Wednesday, 3 February 2016

Painting with crystals

Preparing a normal or time lapse video of a crystallization process under the microscope is not easy. Focusing problems, formation of too big crystals and getting the interesting part right under the objective, often gives you a headache.

With the technique described below, most of these headaches can be overcome:

  • Prepare a saturated solution of some chemical in water or another solvent.
  • Use a slide with some print on it (e.g. the manufacturers name) in order to set focus already before crystallization starts.
  • Apply an ultra-thin (‘nano’) layer of clear liquid soap (or another surfactant) on the slide, by wiping it almost off with your finger.
  • Bring a droplet of saturated solution on the slide. It will spread evenly in a very thin layer over a relative big surface, because of the surfactant applied.
  • Do not put a cover glass on top of it, it will disturb crystallization.
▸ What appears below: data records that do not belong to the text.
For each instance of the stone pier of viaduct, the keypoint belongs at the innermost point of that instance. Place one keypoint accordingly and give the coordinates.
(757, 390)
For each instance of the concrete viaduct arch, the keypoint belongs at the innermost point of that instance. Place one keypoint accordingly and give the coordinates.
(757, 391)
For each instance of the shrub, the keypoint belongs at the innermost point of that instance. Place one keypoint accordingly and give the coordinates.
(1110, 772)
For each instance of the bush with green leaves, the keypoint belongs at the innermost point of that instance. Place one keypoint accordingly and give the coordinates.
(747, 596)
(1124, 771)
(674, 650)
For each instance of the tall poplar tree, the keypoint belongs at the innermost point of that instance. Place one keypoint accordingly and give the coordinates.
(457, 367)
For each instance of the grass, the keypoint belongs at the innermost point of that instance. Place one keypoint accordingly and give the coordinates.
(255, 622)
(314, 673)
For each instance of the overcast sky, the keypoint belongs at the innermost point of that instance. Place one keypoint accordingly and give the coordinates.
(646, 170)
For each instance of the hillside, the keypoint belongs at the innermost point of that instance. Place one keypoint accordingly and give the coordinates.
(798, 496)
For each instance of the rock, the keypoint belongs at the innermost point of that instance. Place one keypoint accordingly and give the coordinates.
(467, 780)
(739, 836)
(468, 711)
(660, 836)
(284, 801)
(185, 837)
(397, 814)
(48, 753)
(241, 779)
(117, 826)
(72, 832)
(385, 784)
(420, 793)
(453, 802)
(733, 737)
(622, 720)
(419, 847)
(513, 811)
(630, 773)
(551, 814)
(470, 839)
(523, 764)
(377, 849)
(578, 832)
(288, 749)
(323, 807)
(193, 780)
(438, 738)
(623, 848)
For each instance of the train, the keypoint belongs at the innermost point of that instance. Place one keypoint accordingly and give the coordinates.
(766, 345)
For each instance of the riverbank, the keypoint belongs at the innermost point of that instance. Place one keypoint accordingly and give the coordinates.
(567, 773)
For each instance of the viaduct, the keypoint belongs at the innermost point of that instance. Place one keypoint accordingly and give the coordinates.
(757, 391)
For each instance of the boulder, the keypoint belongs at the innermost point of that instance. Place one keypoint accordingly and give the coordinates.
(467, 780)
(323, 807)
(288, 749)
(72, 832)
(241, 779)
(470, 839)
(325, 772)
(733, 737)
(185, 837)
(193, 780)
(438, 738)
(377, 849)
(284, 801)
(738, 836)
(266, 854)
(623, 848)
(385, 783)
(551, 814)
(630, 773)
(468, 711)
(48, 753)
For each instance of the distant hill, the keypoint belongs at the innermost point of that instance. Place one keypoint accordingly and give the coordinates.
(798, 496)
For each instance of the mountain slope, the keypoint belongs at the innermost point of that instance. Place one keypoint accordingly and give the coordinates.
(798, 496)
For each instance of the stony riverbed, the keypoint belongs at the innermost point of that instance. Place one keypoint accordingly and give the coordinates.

This is also not needed for 2X, 4X or 10X objectives.
  • Put the slide under the microscope and use the manufacturer’s print to focus.
  • Just wait, crystallization will start after a relative short while and it will proceed fast because of the thin liquid layer.
  • The result will be a thin layer of crystals suitable to bring it almost entirely into depth focus.
  • Then take still images using polarized light and a lambda filter if desired, in order to pre-adjust the camera for color, sharpness etc.
  • Now the real work starts: prepare the sample as explained above and keep the camera stand by. Not necessarily for time lapse but for video because crystallization will start soon and will take place over a period of minutes.
  • When crystallization is proceeding, search in the sample for nice effects.
  • Cut and paste the best scenes with a video editing program like it was done in the ‘Painting with crystals’ video.